Pds5p is a cohesin related protein. It is required for maintenance of sister chromatid cohesion in mitosis and meiosis. Here we report that pds5-1 causes cell death in yeast Saccharomyces cerevisiae during early meiosis. The pds5-1 caused cell death possesses characteristics of apoptosis and necrosis, including externalization of phosphatidylserine at cytoplasmic membrane, accumulation of DNA breaks, chromatin condensation and fragmentation, nuclei fragmentation, membrane degeneration and cell size enlargement. Our results also suggest that (1) The defect of DNA repair; (2) The production of reactive oxygen species, in pds5-1 mutant are involved in pds5-1 induced cell death.

Introduction

Apoptosis is an active form of cell death that functions to rapidly remove infected, mutated or other potentially dangerous cells. Constant turnover of cells driven by apoptosis is important for homeostasis and embryonic development. Apoptosis is characterized by certain cellular and biomedical changes of the cell, such as, externalization of phosphatidylserine on cell surface, condensation and fragmentation of chromatin, fragmentation of nuclei and reduction of mitochondrial membrane potential [1].
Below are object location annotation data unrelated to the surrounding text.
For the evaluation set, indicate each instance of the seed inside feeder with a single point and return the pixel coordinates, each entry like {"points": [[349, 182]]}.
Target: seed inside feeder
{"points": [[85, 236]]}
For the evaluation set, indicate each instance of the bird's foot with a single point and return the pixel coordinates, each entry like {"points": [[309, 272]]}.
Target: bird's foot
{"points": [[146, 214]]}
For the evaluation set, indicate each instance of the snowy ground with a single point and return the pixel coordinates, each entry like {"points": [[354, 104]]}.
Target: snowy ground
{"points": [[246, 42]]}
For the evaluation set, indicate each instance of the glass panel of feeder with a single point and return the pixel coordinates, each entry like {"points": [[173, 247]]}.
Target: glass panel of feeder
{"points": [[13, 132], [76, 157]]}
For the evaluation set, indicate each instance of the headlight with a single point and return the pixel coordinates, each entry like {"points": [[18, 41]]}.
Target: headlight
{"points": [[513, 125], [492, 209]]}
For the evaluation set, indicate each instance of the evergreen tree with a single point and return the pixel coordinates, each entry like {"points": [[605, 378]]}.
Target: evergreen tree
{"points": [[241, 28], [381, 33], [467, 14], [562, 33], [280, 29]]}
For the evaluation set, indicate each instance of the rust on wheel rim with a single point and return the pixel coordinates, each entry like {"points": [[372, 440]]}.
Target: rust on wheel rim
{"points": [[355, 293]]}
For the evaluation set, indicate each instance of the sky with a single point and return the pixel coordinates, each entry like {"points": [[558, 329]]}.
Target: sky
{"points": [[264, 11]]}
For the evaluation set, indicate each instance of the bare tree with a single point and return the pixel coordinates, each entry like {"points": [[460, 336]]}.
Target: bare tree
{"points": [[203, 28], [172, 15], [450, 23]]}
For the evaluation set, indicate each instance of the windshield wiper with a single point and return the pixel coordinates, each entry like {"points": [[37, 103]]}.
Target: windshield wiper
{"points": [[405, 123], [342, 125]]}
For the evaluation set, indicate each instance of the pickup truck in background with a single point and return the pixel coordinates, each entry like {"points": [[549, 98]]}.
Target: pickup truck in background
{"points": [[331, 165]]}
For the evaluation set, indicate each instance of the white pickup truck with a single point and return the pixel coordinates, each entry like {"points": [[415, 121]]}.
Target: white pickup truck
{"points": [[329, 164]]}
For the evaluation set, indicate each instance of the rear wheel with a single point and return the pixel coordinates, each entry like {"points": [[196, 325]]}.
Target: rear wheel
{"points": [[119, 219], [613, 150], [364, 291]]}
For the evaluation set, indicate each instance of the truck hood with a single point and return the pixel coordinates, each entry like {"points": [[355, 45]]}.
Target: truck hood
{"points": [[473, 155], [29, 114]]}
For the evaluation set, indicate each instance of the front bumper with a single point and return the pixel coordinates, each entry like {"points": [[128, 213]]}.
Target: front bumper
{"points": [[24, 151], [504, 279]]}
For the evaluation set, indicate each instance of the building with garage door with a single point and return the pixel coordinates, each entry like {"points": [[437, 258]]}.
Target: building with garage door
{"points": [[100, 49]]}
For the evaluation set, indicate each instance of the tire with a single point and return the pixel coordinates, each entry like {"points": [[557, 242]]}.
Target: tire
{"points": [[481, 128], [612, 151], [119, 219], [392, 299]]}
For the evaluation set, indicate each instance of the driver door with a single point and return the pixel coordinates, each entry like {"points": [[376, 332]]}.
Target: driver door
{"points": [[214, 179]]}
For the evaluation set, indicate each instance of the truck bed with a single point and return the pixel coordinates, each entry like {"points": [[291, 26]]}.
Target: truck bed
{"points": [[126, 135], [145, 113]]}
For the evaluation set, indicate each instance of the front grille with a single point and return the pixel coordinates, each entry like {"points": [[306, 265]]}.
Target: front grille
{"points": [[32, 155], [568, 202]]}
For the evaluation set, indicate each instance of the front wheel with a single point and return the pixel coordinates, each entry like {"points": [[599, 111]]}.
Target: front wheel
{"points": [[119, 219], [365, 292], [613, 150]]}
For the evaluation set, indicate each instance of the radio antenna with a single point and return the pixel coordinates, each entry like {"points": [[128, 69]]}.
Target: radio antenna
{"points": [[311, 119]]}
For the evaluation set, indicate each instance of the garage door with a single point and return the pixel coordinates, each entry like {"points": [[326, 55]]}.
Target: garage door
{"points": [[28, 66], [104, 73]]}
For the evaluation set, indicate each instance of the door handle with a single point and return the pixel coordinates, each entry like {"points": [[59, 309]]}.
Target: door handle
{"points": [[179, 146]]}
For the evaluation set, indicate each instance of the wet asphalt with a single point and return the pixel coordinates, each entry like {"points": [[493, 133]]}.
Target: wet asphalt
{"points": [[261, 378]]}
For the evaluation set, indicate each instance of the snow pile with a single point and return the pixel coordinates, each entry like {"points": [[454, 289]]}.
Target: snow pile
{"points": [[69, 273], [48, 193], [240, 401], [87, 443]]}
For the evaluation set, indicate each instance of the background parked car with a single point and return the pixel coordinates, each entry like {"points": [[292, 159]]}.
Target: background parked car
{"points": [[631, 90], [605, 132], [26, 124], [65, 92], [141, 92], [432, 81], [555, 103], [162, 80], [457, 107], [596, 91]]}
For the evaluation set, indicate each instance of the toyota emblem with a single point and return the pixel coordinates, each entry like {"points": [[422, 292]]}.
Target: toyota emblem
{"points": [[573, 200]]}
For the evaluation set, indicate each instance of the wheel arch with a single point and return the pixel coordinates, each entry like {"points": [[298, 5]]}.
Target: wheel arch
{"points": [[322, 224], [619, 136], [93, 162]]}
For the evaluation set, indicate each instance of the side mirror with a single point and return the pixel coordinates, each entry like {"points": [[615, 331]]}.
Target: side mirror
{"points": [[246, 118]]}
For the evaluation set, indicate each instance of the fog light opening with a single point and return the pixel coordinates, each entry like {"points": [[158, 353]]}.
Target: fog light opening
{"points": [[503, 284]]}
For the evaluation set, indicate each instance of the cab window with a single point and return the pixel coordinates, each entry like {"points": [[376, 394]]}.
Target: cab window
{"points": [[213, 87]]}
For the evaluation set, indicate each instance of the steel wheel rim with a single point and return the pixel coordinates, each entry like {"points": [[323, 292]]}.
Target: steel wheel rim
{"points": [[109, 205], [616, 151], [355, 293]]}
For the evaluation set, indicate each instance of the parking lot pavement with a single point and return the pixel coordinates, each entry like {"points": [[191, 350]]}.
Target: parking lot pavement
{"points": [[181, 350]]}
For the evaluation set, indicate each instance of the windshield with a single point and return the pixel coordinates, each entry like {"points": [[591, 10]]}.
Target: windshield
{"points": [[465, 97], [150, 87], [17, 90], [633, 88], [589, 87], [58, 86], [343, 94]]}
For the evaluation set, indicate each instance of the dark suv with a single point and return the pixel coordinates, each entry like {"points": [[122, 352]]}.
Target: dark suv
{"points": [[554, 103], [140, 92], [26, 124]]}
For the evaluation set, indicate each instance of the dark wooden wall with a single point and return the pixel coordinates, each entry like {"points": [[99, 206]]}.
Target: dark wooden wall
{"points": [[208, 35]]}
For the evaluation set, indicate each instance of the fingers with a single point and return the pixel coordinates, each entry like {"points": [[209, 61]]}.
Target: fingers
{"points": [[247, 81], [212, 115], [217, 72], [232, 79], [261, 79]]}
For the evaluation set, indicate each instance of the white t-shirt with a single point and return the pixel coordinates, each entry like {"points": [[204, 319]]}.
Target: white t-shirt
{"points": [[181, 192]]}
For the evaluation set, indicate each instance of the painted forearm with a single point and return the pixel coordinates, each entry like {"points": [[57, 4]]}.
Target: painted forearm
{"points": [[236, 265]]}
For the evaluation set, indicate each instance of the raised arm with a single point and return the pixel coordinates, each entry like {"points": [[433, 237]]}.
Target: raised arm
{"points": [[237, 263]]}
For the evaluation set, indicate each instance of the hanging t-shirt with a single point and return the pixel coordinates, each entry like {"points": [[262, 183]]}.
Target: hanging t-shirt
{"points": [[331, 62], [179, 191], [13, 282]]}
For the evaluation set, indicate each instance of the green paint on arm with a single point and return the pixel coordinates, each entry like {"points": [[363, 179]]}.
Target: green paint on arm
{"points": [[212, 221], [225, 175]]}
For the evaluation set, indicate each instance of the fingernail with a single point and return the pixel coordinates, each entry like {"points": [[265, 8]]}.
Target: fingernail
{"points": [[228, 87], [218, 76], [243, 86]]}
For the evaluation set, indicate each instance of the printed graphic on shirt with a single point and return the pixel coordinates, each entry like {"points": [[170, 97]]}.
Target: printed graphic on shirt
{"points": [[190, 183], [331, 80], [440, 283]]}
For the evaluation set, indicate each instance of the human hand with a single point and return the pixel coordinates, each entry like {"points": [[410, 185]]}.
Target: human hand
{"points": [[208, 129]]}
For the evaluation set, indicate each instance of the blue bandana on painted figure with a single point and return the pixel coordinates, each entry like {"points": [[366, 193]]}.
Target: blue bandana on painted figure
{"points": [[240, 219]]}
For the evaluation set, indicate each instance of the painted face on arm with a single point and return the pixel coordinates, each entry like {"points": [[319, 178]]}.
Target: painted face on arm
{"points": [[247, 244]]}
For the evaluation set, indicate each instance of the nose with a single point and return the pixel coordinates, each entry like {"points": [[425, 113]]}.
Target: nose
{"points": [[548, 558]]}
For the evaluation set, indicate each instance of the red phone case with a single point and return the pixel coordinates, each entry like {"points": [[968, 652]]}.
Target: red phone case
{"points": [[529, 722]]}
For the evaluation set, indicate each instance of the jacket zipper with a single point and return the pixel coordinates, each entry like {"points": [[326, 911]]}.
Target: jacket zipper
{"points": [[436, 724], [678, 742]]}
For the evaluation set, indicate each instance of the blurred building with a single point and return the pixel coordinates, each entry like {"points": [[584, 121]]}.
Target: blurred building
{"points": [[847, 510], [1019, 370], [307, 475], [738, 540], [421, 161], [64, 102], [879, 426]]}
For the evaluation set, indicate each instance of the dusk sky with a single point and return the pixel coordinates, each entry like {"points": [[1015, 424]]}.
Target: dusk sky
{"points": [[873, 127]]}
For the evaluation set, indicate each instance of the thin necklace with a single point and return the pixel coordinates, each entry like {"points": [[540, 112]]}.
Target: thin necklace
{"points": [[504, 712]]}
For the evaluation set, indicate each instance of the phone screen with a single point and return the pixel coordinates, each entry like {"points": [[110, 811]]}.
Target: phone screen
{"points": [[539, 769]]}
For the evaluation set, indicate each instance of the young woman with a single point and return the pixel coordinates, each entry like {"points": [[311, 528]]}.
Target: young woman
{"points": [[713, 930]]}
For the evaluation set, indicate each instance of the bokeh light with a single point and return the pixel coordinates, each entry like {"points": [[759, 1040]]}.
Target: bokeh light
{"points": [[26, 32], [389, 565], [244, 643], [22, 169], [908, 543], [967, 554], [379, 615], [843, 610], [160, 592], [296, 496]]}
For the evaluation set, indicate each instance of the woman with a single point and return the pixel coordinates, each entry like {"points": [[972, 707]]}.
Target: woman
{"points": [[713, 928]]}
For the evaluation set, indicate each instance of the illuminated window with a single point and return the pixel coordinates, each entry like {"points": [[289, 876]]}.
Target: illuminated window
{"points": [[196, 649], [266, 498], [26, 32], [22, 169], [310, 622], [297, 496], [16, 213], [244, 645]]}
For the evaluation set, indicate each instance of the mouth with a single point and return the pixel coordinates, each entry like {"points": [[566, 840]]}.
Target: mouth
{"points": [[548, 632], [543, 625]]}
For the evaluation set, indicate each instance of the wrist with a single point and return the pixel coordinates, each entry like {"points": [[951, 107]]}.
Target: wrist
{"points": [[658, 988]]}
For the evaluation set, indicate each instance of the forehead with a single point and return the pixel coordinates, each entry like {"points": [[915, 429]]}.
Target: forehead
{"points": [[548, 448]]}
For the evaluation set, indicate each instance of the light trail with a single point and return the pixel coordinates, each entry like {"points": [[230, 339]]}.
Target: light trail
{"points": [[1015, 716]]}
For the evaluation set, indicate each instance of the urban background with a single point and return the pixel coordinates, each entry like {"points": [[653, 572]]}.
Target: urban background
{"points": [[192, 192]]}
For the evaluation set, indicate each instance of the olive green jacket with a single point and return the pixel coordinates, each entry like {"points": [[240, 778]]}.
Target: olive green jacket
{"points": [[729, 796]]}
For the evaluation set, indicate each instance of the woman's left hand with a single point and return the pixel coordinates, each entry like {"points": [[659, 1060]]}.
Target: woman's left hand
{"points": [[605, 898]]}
Because of its altruistic functions, it seemed that apoptosis would only offer the advantage to multicellular systems. Unicellular organisms, like yeast would not need this suicide program. Furthermore, no obvious homologues of the major apoptotic regulators described in metazoan (e.g. caspases, Bax, Bak, Bcl-2 and p53) have been identified in yeast [2]. However, cell death with apoptotic characteristics has been reported in yeast in recent years. In Saccharomyces cerevisiae, for example, apoptosis can be induced by mutation of CDC48 [3], oxidative stress [4], aging [5], [6] and other external signals, including acetic acid [7] and salt [8]. Expression of several mammalian pro-apoptotic genes also caused apoptotic cell death in yeast [2], [9]. Recent studies of YCA1/MCA1 in yeast provided direct evidence for the existence of a caspase-related gene in unicellular organisms [10], [11]. Based on the study of the histone chaperone ASF1/CIA1, Yamaki et al. suggested that yeast might undergo a prototypical active cell death, which possesses characteristics of both apoptosis and necrosis [12].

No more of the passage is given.